Tony, doing a quick look and recognising that Workers COMpensation law is complex so time limits may be hidden elsewhere ti appears that the requirement for the disease to appear within 10 years of leaving firefighting applies in Victoria, the Northern Territory, South Australia and Tasmania. That limit does not appear to exist in New South Wales, Queensland, Western Australia or the Commonwealth.
I was interested to read the list of cancers to be eligible for compensation does not include lung cancer. Lung cancer is often associated with being a smoker but non-smokers can contract lung cancer as well, often it is thought from exposure to smoke in the environment.
peta2015, the listed cancers are based on findings made by Monash University’s Australian Firefighters’ Health Study. The Final Report of which states on page 12: “Lung cancer incidence was not increased compared to the Australian population, nor did it increase with employment duration in external or internal analyses, nor with number or type of incidents attended.
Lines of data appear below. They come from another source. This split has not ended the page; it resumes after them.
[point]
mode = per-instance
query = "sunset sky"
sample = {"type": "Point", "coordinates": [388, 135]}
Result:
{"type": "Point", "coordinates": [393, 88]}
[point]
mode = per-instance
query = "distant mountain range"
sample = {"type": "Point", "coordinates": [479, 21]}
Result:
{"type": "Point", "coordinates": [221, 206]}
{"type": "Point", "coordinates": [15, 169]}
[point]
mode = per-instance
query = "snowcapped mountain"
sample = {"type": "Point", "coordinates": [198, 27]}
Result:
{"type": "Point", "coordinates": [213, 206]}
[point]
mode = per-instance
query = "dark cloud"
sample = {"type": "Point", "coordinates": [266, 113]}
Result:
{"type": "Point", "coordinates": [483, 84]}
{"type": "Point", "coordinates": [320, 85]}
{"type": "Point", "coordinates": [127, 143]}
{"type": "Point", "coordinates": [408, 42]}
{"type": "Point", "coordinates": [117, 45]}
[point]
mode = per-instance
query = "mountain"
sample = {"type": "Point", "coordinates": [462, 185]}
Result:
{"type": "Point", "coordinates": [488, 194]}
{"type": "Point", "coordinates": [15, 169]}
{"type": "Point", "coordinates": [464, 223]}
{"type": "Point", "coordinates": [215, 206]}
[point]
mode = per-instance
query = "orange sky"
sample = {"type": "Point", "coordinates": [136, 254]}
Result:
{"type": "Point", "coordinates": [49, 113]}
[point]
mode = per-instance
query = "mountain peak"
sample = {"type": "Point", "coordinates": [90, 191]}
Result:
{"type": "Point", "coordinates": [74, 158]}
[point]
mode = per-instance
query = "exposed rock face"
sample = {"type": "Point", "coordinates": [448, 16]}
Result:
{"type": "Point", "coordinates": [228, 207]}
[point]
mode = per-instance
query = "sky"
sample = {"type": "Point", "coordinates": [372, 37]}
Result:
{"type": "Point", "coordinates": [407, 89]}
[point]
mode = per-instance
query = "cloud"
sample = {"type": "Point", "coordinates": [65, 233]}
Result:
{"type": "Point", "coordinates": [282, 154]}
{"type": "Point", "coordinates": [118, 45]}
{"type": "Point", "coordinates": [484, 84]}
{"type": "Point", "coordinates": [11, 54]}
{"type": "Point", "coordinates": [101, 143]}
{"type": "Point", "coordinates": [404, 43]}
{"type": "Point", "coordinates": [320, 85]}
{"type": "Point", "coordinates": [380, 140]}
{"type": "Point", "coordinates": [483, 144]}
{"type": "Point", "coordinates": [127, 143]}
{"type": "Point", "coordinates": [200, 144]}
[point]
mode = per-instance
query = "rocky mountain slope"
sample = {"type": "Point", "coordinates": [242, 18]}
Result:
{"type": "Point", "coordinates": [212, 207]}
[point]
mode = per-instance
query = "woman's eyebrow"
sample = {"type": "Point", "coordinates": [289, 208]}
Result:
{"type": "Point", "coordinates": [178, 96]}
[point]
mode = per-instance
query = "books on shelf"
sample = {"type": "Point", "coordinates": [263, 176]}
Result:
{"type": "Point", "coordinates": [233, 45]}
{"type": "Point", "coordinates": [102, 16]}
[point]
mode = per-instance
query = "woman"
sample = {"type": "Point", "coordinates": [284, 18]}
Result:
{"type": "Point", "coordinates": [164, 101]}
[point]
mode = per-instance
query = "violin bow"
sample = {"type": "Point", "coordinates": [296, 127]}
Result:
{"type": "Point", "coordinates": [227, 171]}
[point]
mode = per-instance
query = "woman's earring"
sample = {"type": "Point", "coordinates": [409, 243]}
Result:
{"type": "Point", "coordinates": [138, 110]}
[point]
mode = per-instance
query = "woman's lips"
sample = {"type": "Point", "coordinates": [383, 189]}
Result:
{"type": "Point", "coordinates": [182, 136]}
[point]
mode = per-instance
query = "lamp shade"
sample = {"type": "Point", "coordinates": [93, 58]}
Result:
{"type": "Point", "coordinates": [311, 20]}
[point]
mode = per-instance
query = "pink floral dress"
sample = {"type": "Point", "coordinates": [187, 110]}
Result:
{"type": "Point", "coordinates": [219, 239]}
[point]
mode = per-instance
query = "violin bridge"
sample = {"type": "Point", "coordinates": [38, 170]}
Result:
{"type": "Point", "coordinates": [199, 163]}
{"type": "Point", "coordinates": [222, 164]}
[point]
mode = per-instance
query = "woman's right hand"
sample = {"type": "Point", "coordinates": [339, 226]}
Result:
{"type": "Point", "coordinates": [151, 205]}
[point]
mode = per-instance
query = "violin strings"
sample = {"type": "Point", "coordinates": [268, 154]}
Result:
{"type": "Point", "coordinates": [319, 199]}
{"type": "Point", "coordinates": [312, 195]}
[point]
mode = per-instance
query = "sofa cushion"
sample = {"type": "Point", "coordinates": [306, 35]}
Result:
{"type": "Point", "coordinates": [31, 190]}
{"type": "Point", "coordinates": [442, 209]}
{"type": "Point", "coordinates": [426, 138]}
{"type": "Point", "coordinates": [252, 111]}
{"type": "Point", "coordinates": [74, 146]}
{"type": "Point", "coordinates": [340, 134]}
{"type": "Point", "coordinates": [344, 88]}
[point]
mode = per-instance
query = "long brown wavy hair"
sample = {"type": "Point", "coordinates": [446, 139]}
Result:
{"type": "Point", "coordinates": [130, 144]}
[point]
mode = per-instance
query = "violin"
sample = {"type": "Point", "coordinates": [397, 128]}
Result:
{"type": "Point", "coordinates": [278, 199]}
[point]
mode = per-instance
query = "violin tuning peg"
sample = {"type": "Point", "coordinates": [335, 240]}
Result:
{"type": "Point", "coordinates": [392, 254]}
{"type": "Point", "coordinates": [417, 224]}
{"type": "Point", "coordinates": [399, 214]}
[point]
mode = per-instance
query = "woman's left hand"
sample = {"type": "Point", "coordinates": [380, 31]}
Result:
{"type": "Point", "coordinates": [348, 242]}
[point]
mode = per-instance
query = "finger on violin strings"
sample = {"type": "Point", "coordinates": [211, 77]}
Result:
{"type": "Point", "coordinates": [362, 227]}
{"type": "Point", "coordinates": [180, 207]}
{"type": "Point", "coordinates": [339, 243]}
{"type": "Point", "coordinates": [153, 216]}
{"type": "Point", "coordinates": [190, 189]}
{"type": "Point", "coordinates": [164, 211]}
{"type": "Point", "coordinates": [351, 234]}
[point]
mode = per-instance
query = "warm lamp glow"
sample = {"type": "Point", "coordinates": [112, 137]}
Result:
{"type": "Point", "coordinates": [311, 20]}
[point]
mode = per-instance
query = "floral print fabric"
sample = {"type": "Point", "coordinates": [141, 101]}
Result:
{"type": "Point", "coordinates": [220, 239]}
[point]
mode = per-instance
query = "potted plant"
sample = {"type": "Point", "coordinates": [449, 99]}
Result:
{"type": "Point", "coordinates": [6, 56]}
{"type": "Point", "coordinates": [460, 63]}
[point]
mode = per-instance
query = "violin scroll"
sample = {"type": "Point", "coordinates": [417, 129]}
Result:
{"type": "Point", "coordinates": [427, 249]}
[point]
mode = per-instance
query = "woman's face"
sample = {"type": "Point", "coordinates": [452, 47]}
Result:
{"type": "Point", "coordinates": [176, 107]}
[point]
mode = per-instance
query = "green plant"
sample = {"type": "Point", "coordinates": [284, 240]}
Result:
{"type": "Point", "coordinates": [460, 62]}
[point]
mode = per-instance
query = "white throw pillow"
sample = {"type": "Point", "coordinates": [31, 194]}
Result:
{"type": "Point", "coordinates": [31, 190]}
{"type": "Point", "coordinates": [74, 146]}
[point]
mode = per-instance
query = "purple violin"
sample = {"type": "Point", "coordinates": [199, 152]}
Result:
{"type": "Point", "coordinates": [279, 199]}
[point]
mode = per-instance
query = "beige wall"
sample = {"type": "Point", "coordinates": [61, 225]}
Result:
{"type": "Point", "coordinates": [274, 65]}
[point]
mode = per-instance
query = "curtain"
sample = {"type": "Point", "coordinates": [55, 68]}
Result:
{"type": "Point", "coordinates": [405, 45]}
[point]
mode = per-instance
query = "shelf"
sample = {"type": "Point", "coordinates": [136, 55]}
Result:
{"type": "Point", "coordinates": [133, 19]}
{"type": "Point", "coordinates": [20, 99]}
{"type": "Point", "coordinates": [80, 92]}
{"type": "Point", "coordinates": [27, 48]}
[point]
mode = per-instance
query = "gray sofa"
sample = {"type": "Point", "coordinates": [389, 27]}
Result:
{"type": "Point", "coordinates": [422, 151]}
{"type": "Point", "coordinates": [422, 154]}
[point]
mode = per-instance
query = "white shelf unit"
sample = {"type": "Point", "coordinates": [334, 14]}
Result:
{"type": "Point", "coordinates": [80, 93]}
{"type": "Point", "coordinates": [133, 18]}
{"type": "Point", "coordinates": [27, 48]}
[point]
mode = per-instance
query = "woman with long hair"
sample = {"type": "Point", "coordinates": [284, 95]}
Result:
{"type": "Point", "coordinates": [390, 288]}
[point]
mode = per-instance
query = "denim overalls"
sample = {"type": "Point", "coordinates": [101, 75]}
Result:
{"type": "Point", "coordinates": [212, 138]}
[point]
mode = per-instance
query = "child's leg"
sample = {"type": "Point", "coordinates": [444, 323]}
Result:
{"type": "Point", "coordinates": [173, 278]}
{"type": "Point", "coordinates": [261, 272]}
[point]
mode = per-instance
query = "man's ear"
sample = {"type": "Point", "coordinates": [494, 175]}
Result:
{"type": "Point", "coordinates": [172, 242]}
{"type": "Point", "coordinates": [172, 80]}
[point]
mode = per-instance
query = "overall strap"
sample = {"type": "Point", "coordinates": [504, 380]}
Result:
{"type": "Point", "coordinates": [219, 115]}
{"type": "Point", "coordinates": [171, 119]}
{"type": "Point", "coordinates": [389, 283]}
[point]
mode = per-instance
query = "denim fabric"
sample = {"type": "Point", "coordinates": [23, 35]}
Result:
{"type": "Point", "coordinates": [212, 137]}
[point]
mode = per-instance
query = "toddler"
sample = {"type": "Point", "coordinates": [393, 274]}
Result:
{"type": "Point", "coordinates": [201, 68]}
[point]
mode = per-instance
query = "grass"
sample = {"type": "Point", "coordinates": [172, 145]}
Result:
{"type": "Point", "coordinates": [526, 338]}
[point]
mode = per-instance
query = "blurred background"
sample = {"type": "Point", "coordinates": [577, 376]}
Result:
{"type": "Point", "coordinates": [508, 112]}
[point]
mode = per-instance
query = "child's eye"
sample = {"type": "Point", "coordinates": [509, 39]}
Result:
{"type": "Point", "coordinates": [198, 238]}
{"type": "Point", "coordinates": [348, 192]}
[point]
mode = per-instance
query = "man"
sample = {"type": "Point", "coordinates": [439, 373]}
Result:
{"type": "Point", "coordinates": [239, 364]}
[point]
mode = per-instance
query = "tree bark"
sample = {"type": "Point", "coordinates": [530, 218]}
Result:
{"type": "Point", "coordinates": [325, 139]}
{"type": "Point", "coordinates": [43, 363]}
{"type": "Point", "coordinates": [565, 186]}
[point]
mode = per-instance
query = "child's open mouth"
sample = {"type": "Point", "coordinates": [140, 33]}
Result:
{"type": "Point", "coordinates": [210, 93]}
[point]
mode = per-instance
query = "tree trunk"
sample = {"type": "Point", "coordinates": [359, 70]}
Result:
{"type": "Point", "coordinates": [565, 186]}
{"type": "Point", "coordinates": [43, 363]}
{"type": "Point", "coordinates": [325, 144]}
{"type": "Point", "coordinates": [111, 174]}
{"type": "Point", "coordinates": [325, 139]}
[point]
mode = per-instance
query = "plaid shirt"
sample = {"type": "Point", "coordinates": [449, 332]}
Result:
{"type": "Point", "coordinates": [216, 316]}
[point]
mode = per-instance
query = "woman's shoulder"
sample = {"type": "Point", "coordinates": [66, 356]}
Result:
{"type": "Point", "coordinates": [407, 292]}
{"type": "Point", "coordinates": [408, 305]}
Definitive conclusions about the work-relatedness of lung cancer are
difficult to draw in the absence of individual smoking data.”
Simply put, firefighters do not have elevated incidences of contracting lung cancer.
Links to the Final Report and other associated studies can be found here: https://www.monash.edu/medicine/sphpm/coeh/researchprogram/ausfireftr
It seems as though we may have an elephant in the room here. Smoking has been long recognised as a potent causal agent for developing lung cancer. For those who have never smoked, finding the cause is difficult. This is an important area because a significant proportion of lung cancer patients have never smoked cigarettes. It would appear that the study would need to take account of the role of smoking (or not smoking) to be a comprehensive study. We have monitoring of air pollution (often because of smoke) and air quality alerts so that people can take steps to avoid the smoke presumably to reduce the risk of cancer including lung cancer.
Smoking may increase the risk of cancer and even cause lung cancer, but there are, as I understand it, different types of lung cancer and different risk factors. Clearly smoking is not the sole cause of lung cancer because, as you say, people who have not smoked get lung cancer and presumably so too do those without any industrial exposure to smoke.
peta2015, regardless of any accounting (or lack thereof) of smoking statistics in the Monash Uni reports, the bottom line is that Monash University’s study did not find higher incidences of lung cancer among firefighters than among average Australians. Therefore it cannot be proven that firefighting activities contribute to an increased risk of lung cancer.
The PL is here to compensate firefighters for losing our good health in our service of protecting lives and property. It is not here to compensate us for any and every illness on the face of Earth.
My father was a member of the fire brigade for 35 years and retired in 1984 – he developed non hodgkins disease in 2006 – does he qualify for compensation ???
Lisa, assuming your father was in Victoria, it appears that a key date is that the firefighter must have ‘contracted the disease on or after 1 June 2016’. That does not mean he’s not entitled to compensation but that he may not benefit from this legislation. This is not the place for getting legal advice however and your father should consult a personal injuries lawyer who can examine his particular case, not speak in generic broad brush terms which is all that I can do here.